Fairweathers’ Solicitor Steevi Henderson considers the latest NHS Safety Patient Review Report
Any patient safety incident occurring within the NHS should be reported to the National Reporting and Learning System (The NRLS).
The team handling these reports receive an incredible 2 million + reports a year.
They then review these reports to see if they fit their criteria which focus on new patterns of incidents causing or threatening severe harm which can be highlighted and steps taken to prevent same.
NHS Improvement published the April to September 2016 Patient Safety report earlier this month.
The reviewing team looked at 9,488 incidents with an outcome of death or serious harm alongside issues raised by the coroner in Regulation 28 reports, incidents reported by the public and incidents that include Never Events.

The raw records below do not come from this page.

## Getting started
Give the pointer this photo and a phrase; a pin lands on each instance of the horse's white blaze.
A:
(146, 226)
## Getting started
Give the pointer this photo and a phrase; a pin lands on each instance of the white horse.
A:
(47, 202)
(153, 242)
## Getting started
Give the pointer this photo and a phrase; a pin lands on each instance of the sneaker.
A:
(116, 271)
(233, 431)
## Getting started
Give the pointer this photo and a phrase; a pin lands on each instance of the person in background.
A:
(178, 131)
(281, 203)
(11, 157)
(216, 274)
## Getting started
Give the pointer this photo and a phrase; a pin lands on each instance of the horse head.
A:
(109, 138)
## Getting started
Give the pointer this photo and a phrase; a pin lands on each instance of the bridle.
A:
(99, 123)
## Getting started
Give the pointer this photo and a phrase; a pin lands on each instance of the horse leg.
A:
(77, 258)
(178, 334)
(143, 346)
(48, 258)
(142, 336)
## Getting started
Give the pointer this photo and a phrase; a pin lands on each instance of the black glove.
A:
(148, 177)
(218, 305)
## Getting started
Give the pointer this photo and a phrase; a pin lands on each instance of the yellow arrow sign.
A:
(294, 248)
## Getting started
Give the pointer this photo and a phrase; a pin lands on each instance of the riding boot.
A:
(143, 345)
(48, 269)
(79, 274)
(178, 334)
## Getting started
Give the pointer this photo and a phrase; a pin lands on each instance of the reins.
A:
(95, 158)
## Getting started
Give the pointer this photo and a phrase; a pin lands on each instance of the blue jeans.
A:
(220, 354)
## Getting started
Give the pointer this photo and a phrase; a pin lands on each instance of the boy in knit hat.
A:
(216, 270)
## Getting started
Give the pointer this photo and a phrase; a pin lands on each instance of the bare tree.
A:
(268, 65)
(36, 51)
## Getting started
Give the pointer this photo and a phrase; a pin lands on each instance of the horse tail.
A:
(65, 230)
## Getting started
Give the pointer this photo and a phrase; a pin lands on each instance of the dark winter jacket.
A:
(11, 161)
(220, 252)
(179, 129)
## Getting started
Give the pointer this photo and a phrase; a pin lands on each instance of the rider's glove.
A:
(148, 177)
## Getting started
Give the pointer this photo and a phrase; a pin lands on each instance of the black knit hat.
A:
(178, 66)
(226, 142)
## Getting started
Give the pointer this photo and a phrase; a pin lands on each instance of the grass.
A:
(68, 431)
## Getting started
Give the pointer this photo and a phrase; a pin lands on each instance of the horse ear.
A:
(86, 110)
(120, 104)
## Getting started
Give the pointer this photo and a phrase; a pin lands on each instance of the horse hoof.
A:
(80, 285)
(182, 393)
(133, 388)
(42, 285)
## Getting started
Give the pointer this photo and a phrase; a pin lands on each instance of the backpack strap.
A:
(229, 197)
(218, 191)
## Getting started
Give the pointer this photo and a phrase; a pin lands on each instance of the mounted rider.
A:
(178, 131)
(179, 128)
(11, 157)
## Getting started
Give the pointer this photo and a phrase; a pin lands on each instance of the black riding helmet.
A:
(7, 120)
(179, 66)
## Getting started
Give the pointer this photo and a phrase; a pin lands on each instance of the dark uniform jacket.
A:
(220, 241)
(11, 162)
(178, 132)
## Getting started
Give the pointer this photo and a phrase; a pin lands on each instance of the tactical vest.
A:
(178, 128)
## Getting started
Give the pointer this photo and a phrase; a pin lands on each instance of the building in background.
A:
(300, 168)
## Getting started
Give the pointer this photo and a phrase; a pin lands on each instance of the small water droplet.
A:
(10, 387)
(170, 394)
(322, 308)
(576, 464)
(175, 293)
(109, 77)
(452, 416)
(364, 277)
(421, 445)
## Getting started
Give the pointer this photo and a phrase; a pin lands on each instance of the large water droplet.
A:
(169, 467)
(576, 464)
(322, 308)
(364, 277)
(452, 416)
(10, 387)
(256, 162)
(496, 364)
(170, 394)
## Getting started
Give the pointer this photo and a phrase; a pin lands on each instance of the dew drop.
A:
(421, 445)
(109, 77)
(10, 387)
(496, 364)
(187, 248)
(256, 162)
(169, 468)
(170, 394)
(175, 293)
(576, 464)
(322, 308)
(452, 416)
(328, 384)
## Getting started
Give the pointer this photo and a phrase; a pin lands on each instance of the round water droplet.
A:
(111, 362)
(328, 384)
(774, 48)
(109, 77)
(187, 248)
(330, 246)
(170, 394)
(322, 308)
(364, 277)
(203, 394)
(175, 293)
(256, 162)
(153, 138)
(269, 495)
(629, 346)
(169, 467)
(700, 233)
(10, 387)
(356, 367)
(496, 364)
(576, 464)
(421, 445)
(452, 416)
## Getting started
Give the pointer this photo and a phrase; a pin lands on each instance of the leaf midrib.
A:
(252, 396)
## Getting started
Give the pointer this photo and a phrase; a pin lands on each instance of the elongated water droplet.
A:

They sent out 5 patient safety alerts during that timeframe which included raising awareness of Acute Kidney Injury and the misplacement of nasogastric tubes.
They also advised and influenced others to act upon issues such as ensuring removal of cardiac electrodes pre-MRI scan (as the MRI scan causes the electrodes to heat up burning the person being scanned) and the redesign of brakes on hospital beds at home (as the brakes are failing and causing patients to fall).
The full report can be found at https://improvement.nhs.uk/uploads/documents/Patient_safety_review_and_response_report_April_-_Sept_2016.pdf.
Steevi Henderson, Solicitor at Fairweathers Solicitors, commented:-
“These figures are somewhat disheartening. There were Two million reports per year surrounding patient safety with nearly 10,000 incidents in 6 months with an outcome of death or serious injury. We can only hope that the patient safety alerts distributed and the advice / influence of the team will reduce this number significantly within the coming years.”